Por Mohamed El-Maadi – Hay similitudes que no son casualidad. Repeticiones geográficas que llevan la misma marca. Gaza y el Sáhara Occidental. Dos pueblos separados por todo menos por lo esencial: la ocupación, la negación y el borrado metódico de la memoria. Y entre bastidores, siempre la misma firma, siempre los mismos cerebros. El sionismo en su forma más radical en Oriente y su forma camuflada en Occidente.
Marruecos no solo busca ocupar el Sáhara Occidental; quiere borrar su causa. Así como el Estado judío no solo quiere conquistar Gaza, quiere acabar con la idea misma de Palestina. Aquí se bombardean edificios; allá se construyen proyectos turísticos; aquí se corta el agua; allá se vende arena. Pero el objetivo es el mismo: imposibilitar el retorno. Transformar la ocupación en normalidad.
Resulta sorprendente observar hasta qué punto la estrategia de Marruecos, con un desfase de varias décadas, se asemeja a la de Israel. El sueño mesiánico de Marruecos —el de un imperio cherifiano que se extiende por tierras argelinas, mauritanas y saharauis— recuerda las fantasías bíblicas de un «Gran Israel» desde el Nilo hasta el Éufrates. Y este sueño imperial ahora se ve respaldado, estructurado y afianzado por la alianza abierta con Tel Aviv. El rey ya no lo oculta: la monarquía marroquí se ha injertado en una entidad colonial para formar una especie de copropiedad expansionista.
Marruecos ya no es un mero actor regional. Se ha convertido en el relevo occidental e israelí en el Magreb. En este sentido, el Sáhara Occidental no es un fin en sí mismo, sino un trampolín. Una pausa geográfica en una estrategia de reconquista territorial que, en última instancia, tiene como blanco a Argelia. El mapa del sueño marroquí incluye Tinduf, Béchar y quizás incluso más.

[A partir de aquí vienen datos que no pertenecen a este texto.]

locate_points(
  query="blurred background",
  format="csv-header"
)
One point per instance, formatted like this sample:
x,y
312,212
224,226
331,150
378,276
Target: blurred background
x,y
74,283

Y, en este sueño, el respaldo sionista no es simbólico, sino estructural.
Lo que muchos no quieren ver, o fingen ignorar, es que Argelia ya no se limita a lidiar con una monarquía obsesionada con la venganza histórica, sino que ahora se enfrenta a una coalición ideológica, tecnológica y militar cuya ambición es redefinir el equilibrio regional. En esta reorganización, Argelia es el objetivo final. No solo por lo que hace, sino también, y sobre todo, por lo que representa.
Porque lo que Argelia defiende no es solo un derecho. Defiende un principio, un modelo, una historia de liberación que rechaza el retorno del colonialismo mediante el engaño. Defiende la legitimidad de los pueblos a la autodeterminación, frente a la manipulación de potencias que, a su vez, se han convertido en colonizadoras. Defiende la idea de que el Norte de África no debe convertirse en un mercado subcontratado para la influencia israelí-occidental.
El propio John Bolton, aunque difícilmente se sospechaba que simpatizara con Argel, tenía razón: el Sáhara Occidental es una ficción de paz que encubre un proyecto de absorción. Si cedemos en esto, todo el orden poscolonial africano se derrumbará. La normalización israelí-marroquí es el brazo armado de este punto de inflexión. Olvidar el Sáhara Occidental sería la primera ficha de dominó.
Por lo tanto, es vital no solo mantener viva la cuestión saharaui, sino revitalizarla estratégicamente. Ya no es solo una cuestión de derecho internacional. Es un frente ideológico. La caída de Gaza y la absorción del Sáhara Occidental anunciarían el triunfo de un nuevo orden colonial bajo los colores de la tecnología, los Acuerdos de Abraham y el turismo geopolítico.
Argelia, por su parte, tiene la historia de su lado. Pero eso no basta. Ahora necesita un mensaje ofensivo, una estrategia global, un aparato diplomático rediseñado para enfrentarse no solo a Marruecos, sino a lo que Marruecos se ha convertido: la interfaz magrebí de un proyecto sionista sin fronteras.
El Sáhara Occidental está en primera línea. Argelia, en retaguardia. Entre ambos, está en juego toda una cosmovisión.